Gold price (XAU/USD) marks a softer landing after rising to the highest levels since April 2022 in the last week. That said, the yellow metal printed the first daily loss in three amid a sluggish start to the week as markets in the United States were closed due to Martin Luther King’s Birthday. Even so, the US Treasury bond yields triggered the much-awaited rebound in the US Dollar and probed the XAU/USD bulls as traders have mixed feeling about the Federal Reserve’s (Fed) policy pivot.

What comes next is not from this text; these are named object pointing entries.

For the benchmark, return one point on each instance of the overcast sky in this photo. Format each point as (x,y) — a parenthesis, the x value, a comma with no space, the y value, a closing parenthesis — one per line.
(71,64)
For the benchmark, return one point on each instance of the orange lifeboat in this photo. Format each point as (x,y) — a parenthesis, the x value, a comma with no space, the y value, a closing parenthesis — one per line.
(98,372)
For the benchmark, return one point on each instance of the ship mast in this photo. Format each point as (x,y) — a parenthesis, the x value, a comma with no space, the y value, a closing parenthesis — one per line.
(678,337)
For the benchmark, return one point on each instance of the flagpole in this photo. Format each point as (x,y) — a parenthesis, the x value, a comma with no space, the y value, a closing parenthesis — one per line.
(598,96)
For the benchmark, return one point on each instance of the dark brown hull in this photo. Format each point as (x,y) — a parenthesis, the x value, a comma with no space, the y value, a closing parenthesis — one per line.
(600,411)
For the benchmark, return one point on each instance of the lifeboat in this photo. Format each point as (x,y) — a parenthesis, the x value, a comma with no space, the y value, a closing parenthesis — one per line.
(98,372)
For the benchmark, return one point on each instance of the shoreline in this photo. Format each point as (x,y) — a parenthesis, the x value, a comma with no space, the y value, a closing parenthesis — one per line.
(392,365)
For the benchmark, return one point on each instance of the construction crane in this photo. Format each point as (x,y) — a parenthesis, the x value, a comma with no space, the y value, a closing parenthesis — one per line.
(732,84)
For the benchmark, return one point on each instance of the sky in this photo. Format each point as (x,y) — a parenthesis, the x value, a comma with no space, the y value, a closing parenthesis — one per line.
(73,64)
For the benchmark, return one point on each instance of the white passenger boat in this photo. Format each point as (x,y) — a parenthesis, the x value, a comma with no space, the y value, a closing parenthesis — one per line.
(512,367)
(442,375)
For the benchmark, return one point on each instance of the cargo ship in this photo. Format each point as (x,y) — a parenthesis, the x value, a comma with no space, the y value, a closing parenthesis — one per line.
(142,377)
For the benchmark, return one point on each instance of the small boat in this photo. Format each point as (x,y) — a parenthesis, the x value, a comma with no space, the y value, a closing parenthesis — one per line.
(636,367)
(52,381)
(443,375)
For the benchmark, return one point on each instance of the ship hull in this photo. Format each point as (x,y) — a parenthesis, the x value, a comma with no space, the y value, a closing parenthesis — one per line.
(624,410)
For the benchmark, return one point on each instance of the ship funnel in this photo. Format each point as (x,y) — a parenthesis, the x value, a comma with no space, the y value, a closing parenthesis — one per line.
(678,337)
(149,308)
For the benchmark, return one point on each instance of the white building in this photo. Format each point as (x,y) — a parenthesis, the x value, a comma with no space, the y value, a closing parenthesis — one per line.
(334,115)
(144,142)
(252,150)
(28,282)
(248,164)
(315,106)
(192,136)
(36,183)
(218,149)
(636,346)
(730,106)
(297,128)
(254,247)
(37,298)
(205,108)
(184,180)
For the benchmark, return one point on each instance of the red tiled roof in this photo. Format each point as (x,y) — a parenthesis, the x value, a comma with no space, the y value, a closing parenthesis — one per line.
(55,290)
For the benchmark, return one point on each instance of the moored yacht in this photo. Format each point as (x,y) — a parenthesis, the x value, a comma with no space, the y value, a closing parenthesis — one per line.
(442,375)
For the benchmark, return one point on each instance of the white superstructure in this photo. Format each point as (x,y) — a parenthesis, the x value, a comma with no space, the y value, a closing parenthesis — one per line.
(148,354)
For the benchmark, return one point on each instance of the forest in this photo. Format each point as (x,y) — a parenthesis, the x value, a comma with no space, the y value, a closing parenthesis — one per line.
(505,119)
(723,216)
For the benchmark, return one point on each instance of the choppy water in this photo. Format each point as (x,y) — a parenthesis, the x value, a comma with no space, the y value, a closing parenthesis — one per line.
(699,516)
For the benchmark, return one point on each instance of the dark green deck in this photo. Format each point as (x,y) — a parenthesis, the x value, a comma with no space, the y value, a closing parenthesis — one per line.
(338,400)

US 10-year Treasury bond yields defended the bounce off a five-week low marked the last Friday as traders reassess talks of the United States' “soft landing” and the Federal Reserve’s policy pivot during a slightly dull start of the week. That said, the benchmark bond coupons ended Monday’s North American trading session with mild gains of around 3.498%. On the same line, the two-year bond yields were floating around 4.22% and hence the yield curve inversion kept flashing the risk of recession. Even so, the concerns that the US could avoid a hard landing and China reopening helped the market sentiment to remain mildly positive and probed the Gold sellers.
The softer prints of the United States Consumer Price Index (CPI) and easing wage growth, together with downbeat services activities, allowed the Federal Reserve (Fed) doves to brace for the driver’s seat. However, Friday’s upbeat prints of the Michigan Consumer Sentiment Index (CSI) and 5-year inflation expectations allowed US Dollar bulls to remain hopeful of further rate hikes from the Fed. Other than the mixed US data, the Federal Reserve (Fed) policymakers’ rejection to praise the market’s dovish outlook also defend the US Dollar buyers, despite marking a multi-day low, which in turn probes the Gold price upside.
China’s reopening boosts Gold prices considering the dragon nation’s stand as the key XAU/USD consumer. However, the lack of easing in Beijing’s Covid numbers and geopolitical tensions with the US, mainly surrounding Taiwan, seems to challenge China-linked optimism in the Gold market. Also likely to probe Beijing-inspired optimism is the cautious mood ahead of today’s China Gross Domestic Product (GDP) for the fourth quarter (Q4), expected -0.8% QoQ versus 3.9% prior.
Gold price remains inside an eight-day-old bullish channel surrounding the highest levels since late April 2022. Even so, the looming bear crossing the Moving Average Convergence and Divergence (MACD) indicator joins the rejections of the short-term bullish trend by the Relative Strength Index (RSI) line, placed at 14, to lure short-term bears.
The nearby bearish trend, however, hinges on the quote’s successful rejection of the bullish channel, by breaking the $1,898 support.
Following that, a three-week-old ascending support line and the 100-SMA, respectively near $1,865 and $1,846, could probe Gold sellers. It’s worth mentioning that the XAU/USD weakness past $1,846 needs validation from a one-month-old horizontal support zone, close to $1,825.
On the contrary, the $1,930 round figure acts as an immediate upside hurdle for the Gold price to cross before regaining the buyer’s attention.
Even so, the aforementioned channel’s top line, near $1,936, appears the last defense for the XAU/USD bears, a break of which could propel Gold price toward the April 2022 peak surrounding $1,998.